Fiz parte de um partido, agora estou bastante distante. Em primeiro lugar porque a UMAR não me deixa tempo e, em segundo, porque é uma organização de mulheres que pertencem a vários partidos políticos e, por respeito para com elas, prefiro não demonstrar as minhas preferências políticas.
Nunca foi abordada por um partido para ocupar uma cadeira?
Já fui convidada para encabeçar uma lista pelo Porto para a Assembleia da República e não aceitei. O que é que se faz na AR? É tudo tão rápido, no momento, prefiro fazer as coisas com tempo, com calma e devagar, para fazer bem. Não me parece que o meu contributo seja importante para o que lá se passa, faço mais diferença com a investigação, com as ações de sensibilização. Outra coisa que não seria capaz de fazer como deputada era intervir em áreas que não sou especialista, não gosto de dar bitaites sobre aquilo que não sei.
Por essa ordem de ideias, também nunca seria comentadora?
Não, não seria. Falar sobre tudo e sobre nada não é o meu estilo. Mas as pessoas têm talentos diferentes. E o meu talento é fazer as coisas com calma, eu sou da música clássica, do moldar o barro, de fazer as coisas com calma.
Qual é o partido que mais defende as mulheres?
Defender, defender as mulheres, é a esquerda de uma forma geral. O PCP defende mais nas questões laborais, o BE e o PS têm feito muito para o avanço da qualidade de vida das mulheres. Os partidos identificados com a direita não têm trabalhado tanto essa área mas, por exemplo, a secretária de Estado do PSD, Teresa Morais, para quem a igualdade de género não era uma prioridade, fez um bom trabalho no campo da violência doméstica e provocou avanços. Portanto, não é só o partido, não é só a ideologia, as pessoas que ocupam os cargos também fazem a diferença.
Quais são os projetos que está a desenvolver?
Na faculdade tenho o projeto Bystanders Developing Responses against Sexual Violence, trata-se de desenvolver respostas para que as pessoas intervenham quando assistem a situações de assédio sexual, sou a coordenadora internacional para mais três países, Malta, Inglaterra e Eslovénia, e em que a UMAR é parceira. É um projeto a desenvolver nas escolas secundárias, com docentes e não docentes.
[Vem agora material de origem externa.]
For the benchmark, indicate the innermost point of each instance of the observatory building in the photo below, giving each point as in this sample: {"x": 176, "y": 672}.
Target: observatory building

Esta pesquisa surge na sequência de uma investigação anterior para perceber como é que os países intervêm nas áreas da violência contra as mulheres, no tráfico de seres humanos e na violência contra as crianças (CEINAV - Cultural Encounters in Intervention against Violence). Na UMAR, estou envolvida no projeto Artemis, prevenção da violência e promoção dos direitos humanos na escola, que também envolve as questões do assédio, e que estamos a trabalhar em Braga, Coimbra, Porto e Lisboa.
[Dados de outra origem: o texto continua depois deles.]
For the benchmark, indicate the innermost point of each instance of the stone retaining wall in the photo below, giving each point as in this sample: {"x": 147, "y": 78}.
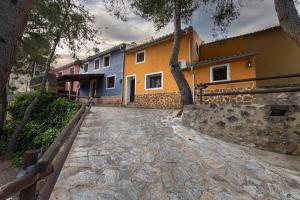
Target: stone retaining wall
{"x": 288, "y": 98}
{"x": 245, "y": 99}
{"x": 161, "y": 100}
{"x": 114, "y": 100}
{"x": 272, "y": 128}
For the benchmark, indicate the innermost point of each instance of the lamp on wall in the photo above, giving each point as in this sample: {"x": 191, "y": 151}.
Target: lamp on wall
{"x": 250, "y": 64}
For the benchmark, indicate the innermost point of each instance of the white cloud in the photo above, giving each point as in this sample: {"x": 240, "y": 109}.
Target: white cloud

Consegue ter tempos livres, o que é que faz?
Ouço música, leio, sobretudo romances policiais. E tenho sempre um livro de poesia na minha cabeceira, da Ana Luísa Amaral, da Maria Teresa Horta...
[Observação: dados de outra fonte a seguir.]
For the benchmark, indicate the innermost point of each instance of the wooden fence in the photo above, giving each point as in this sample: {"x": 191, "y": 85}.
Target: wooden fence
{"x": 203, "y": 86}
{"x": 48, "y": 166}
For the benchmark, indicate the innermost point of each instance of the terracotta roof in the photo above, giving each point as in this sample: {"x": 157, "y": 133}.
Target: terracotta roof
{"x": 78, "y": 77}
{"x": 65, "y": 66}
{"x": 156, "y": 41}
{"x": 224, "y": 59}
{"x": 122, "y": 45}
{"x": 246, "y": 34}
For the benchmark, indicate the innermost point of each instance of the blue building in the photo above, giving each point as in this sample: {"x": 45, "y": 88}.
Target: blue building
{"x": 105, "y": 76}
Tinham de ser de mulheres.
Não, não faço questão, mas às vezes calha. Mesmo na investigação, acabo por ler mais coisas de mulheres porque nos temas que pesquiso há mais mulheres. Mas também há homens, por exemplo, estamos a organizar a II Conferência Europeia de Violência Doméstica [6 a 9 de setembro no Porto]em que participa um grande investigador e que leio há anos, o Walter S. DeKeseredy.
Qual é a sua referência em Portugal?
É uma referência muito importante, mas que não consegui seguir o modelo: a Maria de Lourdes Pintasilgo. Era uma mulher com muita serenidade e que conseguia construir uma equipa à sua volta. Entrei para a Fundação [Cuidar o Futuro] era uma miúda e fizemos reuniões com o Graal, onde estava a Maria de Lourdes Pintasilgo. Era uma mulher muito serena, refletida e com um pensamento de futuro.
Qual é a notícia que mais gostaria de ver nos jornais?
As pessoas em Portugal têm todos os direitos humanos, saúde, habitação, emprego. Homens e mulheres.
Alguma vez será publicada?
Já estivemos perto do pleno emprego.
Pleno emprego mas não plenos direitos.
Não, esses vieram mais tarde. E, neste momento, estamos a recuar, Portugal está em contraciclo. Nos Estados Unidos, América Latina, com a direita a ganhar, tem havido um retrocesso que é preocupante. Espero que os seres humanos tenham atingido um nível de reflexão que não permita que se assista a casos de violação dos direitos como aconteceu ao longo do século XX. Na maioria das áreas da vida, estamos muito melhor do que em meados do século XX e, em Portugal, nem falar.